Questions on Cartan's magic formula $\mathcal{L}_X=i_X \circ d + d\circ i_X$

Question

Algebra $A$ is called graded algebra if it has a direct sum decomposition $A=\bigoplus_{k\in\Bbb Z} A^k$ s.t. product satisfies $(A^k)(A^l)\subseteq(A^{k+l}) \text{ for each } k, l.$

A differential graded algebra is graded algebra with chain complex structure $d \circ d = 0$.

Derivation of degree $k$ on $A$ means a linear map $D:A \to A$ s.t. $$D(A_j)\subset A_{j+k} \text{ and } D(ab)=(Da)b + (-1)^{ik}a(Db), a\in A_i$$

All smooth forms on $n$-manifold $M$ is a differential graded algebra $\Omega^{\bullet}(M)=\bigoplus_{k=0}^{n} \Omega^k(M)$, with wedge product and exterior derivative.

In proving Cartan's magic formula $\mathcal{L}_X=i_X \circ d + d\circ i_X$ holds for $\Omega^{\bullet}(M)$, we can use the following steps:

1. Prove the lemma: two degree $0$ derivations on $\Omega^{\bullet}(M)$ commuting with $d$ are equal iff they agree on $\Omega^0(M)$.

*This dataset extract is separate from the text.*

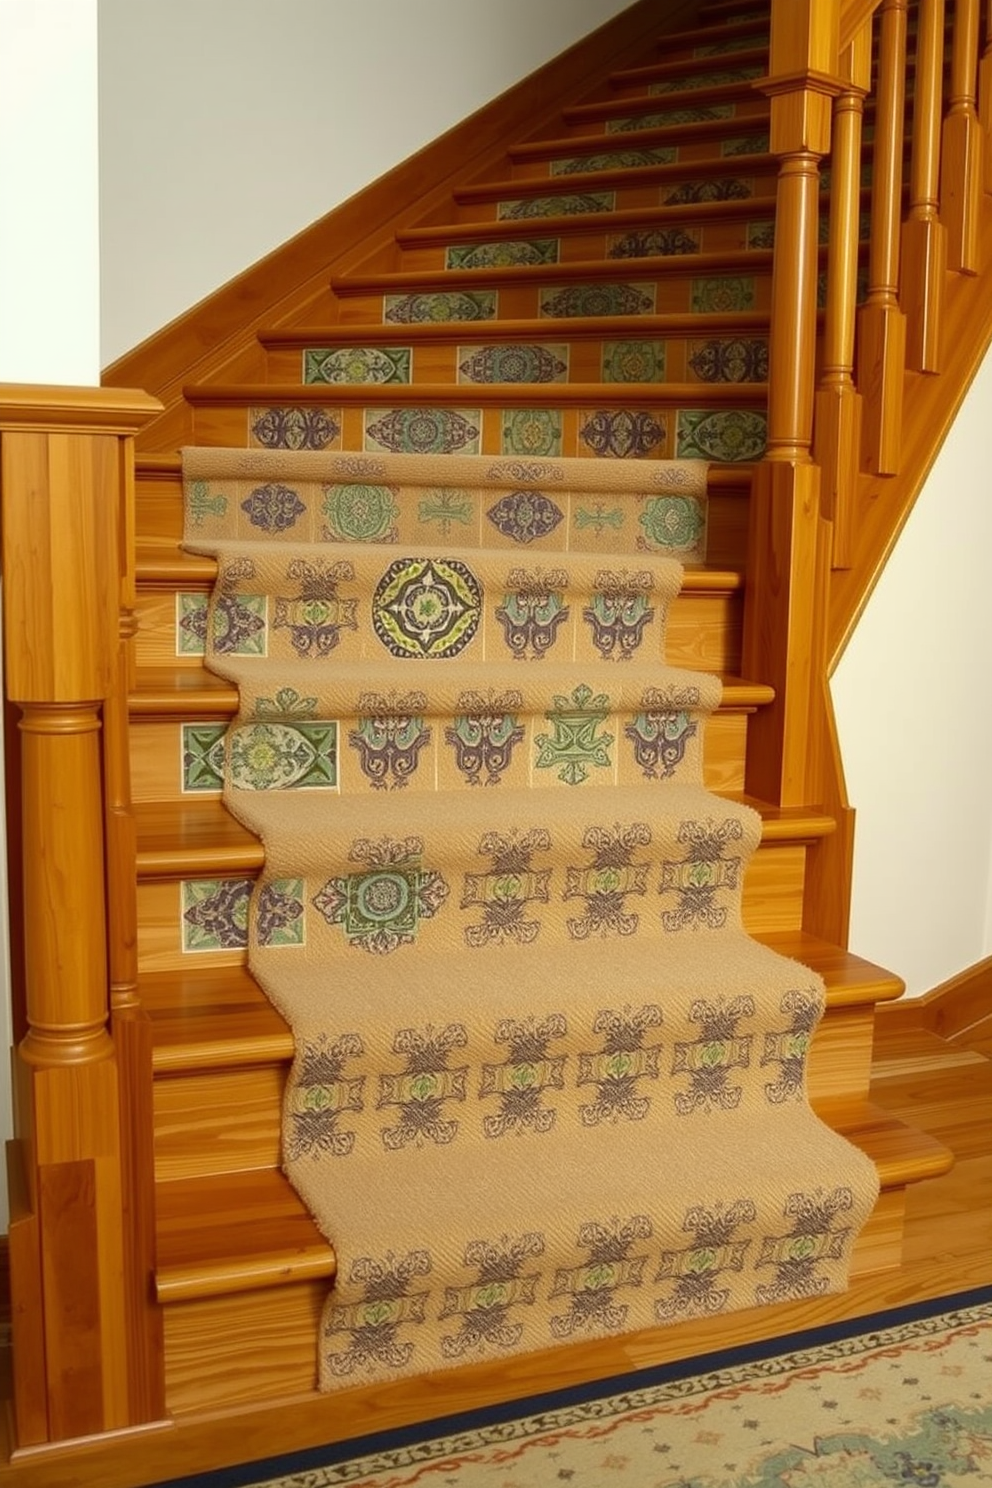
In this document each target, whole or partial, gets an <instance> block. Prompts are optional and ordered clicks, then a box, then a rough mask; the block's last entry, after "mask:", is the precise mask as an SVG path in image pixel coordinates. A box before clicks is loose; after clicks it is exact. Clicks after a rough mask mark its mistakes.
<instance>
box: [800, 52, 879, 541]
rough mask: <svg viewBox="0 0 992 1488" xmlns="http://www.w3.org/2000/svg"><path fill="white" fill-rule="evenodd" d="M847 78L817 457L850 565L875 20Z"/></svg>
mask: <svg viewBox="0 0 992 1488" xmlns="http://www.w3.org/2000/svg"><path fill="white" fill-rule="evenodd" d="M840 71H842V76H843V77H845V79H846V82H845V88H843V92H842V94H839V97H837V100H836V103H834V131H833V153H831V162H833V164H831V173H830V176H831V180H830V247H828V259H827V314H825V329H824V350H822V376H821V382H819V391H818V393H817V402H815V423H814V457H815V460H817V464H818V466H819V470H821V498H822V512H824V516H827V518H831V519H833V567H834V568H846V567H849V564H851V558H849V549H851V518H852V509H854V498H855V493H857V485H858V466H860V458H861V394H860V393H858V391H857V388H855V385H854V376H852V369H854V323H855V301H857V290H858V243H860V237H861V122H863V113H864V95H866V94H867V91H869V82H870V77H872V24H870V22H869V24H867V25H864V27H863V28H861V31H860V33H858V36H857V37H855V40H854V42H852V43H851V46H848V48H845V51H843V54H842V58H840Z"/></svg>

2. Show that $\mathcal{L}_X$ and $i_X \circ d + d \circ i_X$ are derivations on $\Omega^{\bullet}(M)$ commuting with $d$.

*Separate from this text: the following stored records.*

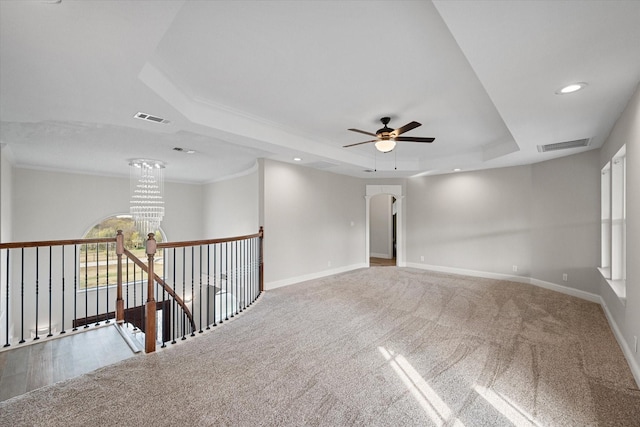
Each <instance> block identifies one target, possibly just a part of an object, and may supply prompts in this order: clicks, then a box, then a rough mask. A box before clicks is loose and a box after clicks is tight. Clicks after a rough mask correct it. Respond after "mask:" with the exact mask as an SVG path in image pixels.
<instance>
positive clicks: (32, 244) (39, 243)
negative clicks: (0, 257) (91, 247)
mask: <svg viewBox="0 0 640 427" xmlns="http://www.w3.org/2000/svg"><path fill="white" fill-rule="evenodd" d="M115 242H116V238H115V237H101V238H95V239H71V240H42V241H38V242H11V243H0V249H20V248H37V247H41V246H67V245H85V244H90V243H115Z"/></svg>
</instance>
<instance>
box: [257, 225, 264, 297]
mask: <svg viewBox="0 0 640 427" xmlns="http://www.w3.org/2000/svg"><path fill="white" fill-rule="evenodd" d="M258 234H259V235H260V254H259V256H260V279H259V280H260V293H262V292H264V260H263V256H262V254H263V248H264V245H263V243H262V241H263V239H264V228H263V227H262V226H260V231H258Z"/></svg>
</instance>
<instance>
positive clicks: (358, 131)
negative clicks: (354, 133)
mask: <svg viewBox="0 0 640 427" xmlns="http://www.w3.org/2000/svg"><path fill="white" fill-rule="evenodd" d="M349 130H350V131H351V132H358V133H364V134H365V135H369V136H375V137H377V136H378V135H376V134H375V133H371V132H366V131H363V130H360V129H349Z"/></svg>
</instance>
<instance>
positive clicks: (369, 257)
mask: <svg viewBox="0 0 640 427" xmlns="http://www.w3.org/2000/svg"><path fill="white" fill-rule="evenodd" d="M395 201H396V199H395V197H393V196H392V195H390V194H378V195H376V196H373V197H372V198H371V208H370V209H371V211H370V227H369V245H370V247H369V265H375V266H389V265H396V246H397V245H396V243H397V242H396V222H397V218H396V212H395V208H396V205H395Z"/></svg>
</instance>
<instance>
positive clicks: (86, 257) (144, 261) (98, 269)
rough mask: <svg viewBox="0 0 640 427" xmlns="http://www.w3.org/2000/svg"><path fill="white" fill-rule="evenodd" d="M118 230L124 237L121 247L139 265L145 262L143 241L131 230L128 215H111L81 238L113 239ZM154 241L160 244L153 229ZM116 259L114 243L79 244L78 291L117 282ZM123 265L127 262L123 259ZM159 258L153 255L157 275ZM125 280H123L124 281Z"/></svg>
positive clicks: (155, 232)
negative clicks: (121, 232)
mask: <svg viewBox="0 0 640 427" xmlns="http://www.w3.org/2000/svg"><path fill="white" fill-rule="evenodd" d="M118 230H122V234H123V235H124V247H125V249H127V250H129V251H130V252H131V253H133V254H134V255H135V256H136V257H138V258H139V259H140V260H142V261H143V262H146V258H147V256H146V253H145V241H146V238H147V236H143V235H142V234H141V233H140V232H139V231H138V230H137V229H136V227H135V223H134V221H133V218H132V217H131V215H115V216H111V217H109V218H106V219H104V220H102V221H100V222H99V223H98V224H96V225H94V226H93V227H92V228H91V229H90V230H89V231H88V232H87V233H86V234H85V235H84V236H83V238H85V239H93V238H103V237H115V236H116V234H117V232H118ZM154 234H155V239H156V241H157V242H162V241H164V233H163V232H162V230H157V231H156V232H155V233H154ZM116 261H117V256H116V248H115V244H114V243H96V244H87V245H82V246H81V247H80V250H79V251H78V263H79V267H80V274H79V288H80V289H92V288H99V287H102V286H111V285H116V280H117V271H118V270H117V268H118V265H117V262H116ZM123 262H125V263H126V262H127V259H126V257H125V258H124V259H123ZM162 269H163V258H162V257H161V256H157V257H156V258H155V262H154V271H156V273H157V274H161V273H162V271H163V270H162ZM124 280H125V281H126V280H127V279H126V278H125V279H124ZM139 280H146V275H141V276H140V277H139Z"/></svg>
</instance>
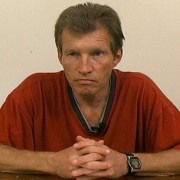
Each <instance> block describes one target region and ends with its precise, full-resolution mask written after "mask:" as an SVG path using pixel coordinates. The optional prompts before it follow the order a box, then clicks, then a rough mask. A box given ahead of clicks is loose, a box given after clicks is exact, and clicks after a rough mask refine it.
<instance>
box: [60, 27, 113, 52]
mask: <svg viewBox="0 0 180 180" xmlns="http://www.w3.org/2000/svg"><path fill="white" fill-rule="evenodd" d="M74 46H75V47H79V48H80V47H81V48H82V47H91V46H101V47H105V46H107V47H110V35H109V32H108V30H107V29H105V28H102V27H101V28H98V29H96V30H94V31H92V32H88V33H83V34H82V33H75V32H72V31H70V30H68V29H65V30H64V31H63V33H62V48H63V49H64V48H65V49H66V48H71V47H74Z"/></svg>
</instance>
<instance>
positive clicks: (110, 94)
mask: <svg viewBox="0 0 180 180" xmlns="http://www.w3.org/2000/svg"><path fill="white" fill-rule="evenodd" d="M115 87H116V74H115V72H114V71H112V74H111V84H110V92H109V99H108V101H107V105H106V109H105V111H104V116H103V118H102V121H101V122H100V123H99V127H97V128H96V127H95V128H94V127H93V128H92V127H89V125H88V124H87V120H86V119H85V117H84V115H83V114H82V113H81V110H80V108H79V107H78V104H77V102H76V99H75V98H74V95H73V91H72V88H71V87H70V85H69V84H68V93H69V98H70V101H71V104H72V107H73V109H74V111H75V113H76V115H77V117H78V119H79V120H80V122H81V124H82V125H83V127H84V128H85V129H86V130H87V131H88V132H89V133H91V134H101V133H103V132H105V130H106V128H107V122H108V119H109V115H110V111H111V107H112V104H113V99H114V93H115Z"/></svg>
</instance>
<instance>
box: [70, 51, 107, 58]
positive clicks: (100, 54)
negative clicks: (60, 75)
mask: <svg viewBox="0 0 180 180" xmlns="http://www.w3.org/2000/svg"><path fill="white" fill-rule="evenodd" d="M89 54H90V56H91V57H93V58H100V57H103V56H104V55H105V52H104V51H102V50H93V51H91V52H90V53H89ZM67 56H68V57H74V58H75V57H76V58H77V57H79V56H81V53H80V52H76V51H70V52H68V53H67Z"/></svg>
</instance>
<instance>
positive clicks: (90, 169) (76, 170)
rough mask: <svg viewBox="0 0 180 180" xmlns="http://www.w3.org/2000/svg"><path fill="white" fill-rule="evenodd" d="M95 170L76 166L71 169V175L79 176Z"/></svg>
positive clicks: (95, 170) (73, 175) (89, 172)
mask: <svg viewBox="0 0 180 180" xmlns="http://www.w3.org/2000/svg"><path fill="white" fill-rule="evenodd" d="M96 171H97V170H92V169H86V168H78V169H75V170H72V172H71V175H72V176H74V177H81V176H83V175H87V174H91V173H95V172H96Z"/></svg>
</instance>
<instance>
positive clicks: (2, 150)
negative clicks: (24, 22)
mask: <svg viewBox="0 0 180 180" xmlns="http://www.w3.org/2000/svg"><path fill="white" fill-rule="evenodd" d="M78 156H79V155H78V153H77V151H76V150H75V149H74V148H73V147H70V148H67V149H65V150H62V151H60V152H57V153H56V152H34V151H27V150H18V149H15V148H12V147H10V146H7V145H3V144H0V171H3V172H15V173H16V172H20V173H48V174H55V175H58V176H60V177H63V178H72V177H73V176H72V175H71V171H72V170H73V169H76V168H77V167H76V166H75V165H73V163H72V160H73V159H74V158H77V157H78Z"/></svg>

3. Show that $\mathcal{L}_X f = Xf = i_Xdf+ d i_Xf$ for all $f \in C^{\infty}(M)=\Omega^0(M)$.

It's easy to check 2&3, and here're my questions:

1. How to prove this lemma?

2. Why commuting with $d$ in this lemma is so important? Is there any counterexample?

3. Does this lemma still hold without restriction on degree?

4. Does this lemma still hold for general differential graded algebra?

Answer 1

My thoughts in proving this lemma ($\Leftarrow$):

For this special case $\Omega^{\bullet}(M)=\bigoplus_{k=0}^{n} \Omega^k(M)$, let's first consider what $\Omega^0(M)$ and $\Omega^1(M)$ is.

In local chart $(U,(x^i))$, $\Omega^0(U)=C^\infty(U)$ is smooth functions on $U$, and $\Omega^1(U)=\text{span}\{dx^i\}$.

Two degree $0$ derivations $D_1,D_2$ commute with $d$, they agree on product.

Since $\Omega^1(U)=\text{span}\{dx^i\}$ and $x^i \in \Omega^0(U)$, if they agree on $\Omega^0(U)$, they agree on $\Omega^1(U)$.

And other $\Omega^k(U)$ can be generated by elements in $\Omega^1(U)$ via product, so $D_1, D_2$ agree on $\Omega^{\bullet}(U)$ thus $\Omega^{\bullet}(M) \qquad\Box $

I don't know if it holds for general cases, and I'm not sure where is degree $0$ used.

Maybe this proof works only because we already know the structure of $\Omega^{\bullet}(M)$.